How this fits with other research
Grant (1989) and Stemmer (1992) laid the groundwork. Grant (1989) argued verbal behavior is just more environmental data. Stemmer (1992) said inner events are also environmental. Miller (1994) extends both by adding an interpretive layer.
Catania (2023) later widens the same bridge. It invites behavior analysts to speak with philosophers on causation and mind. Miller (1994) is an early step on that bridge.
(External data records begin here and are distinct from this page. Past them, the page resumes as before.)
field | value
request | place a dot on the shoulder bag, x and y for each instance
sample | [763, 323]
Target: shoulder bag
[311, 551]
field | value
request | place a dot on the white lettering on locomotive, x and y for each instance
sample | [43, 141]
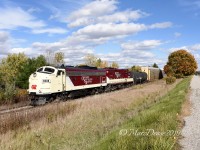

No clash appears. The papers differ in focus, not in core philosophy. Each keeps selectionist, anti-mental roots while exploring new language games.
Why it matters
You can borrow hermeneutic tools without going mentalistic. When you write a functional assessment, treat caregiver reports as texts. Ask: what history makes this story useful? The move sharpens context analysis and keeps you inside a radical behaviorist frame.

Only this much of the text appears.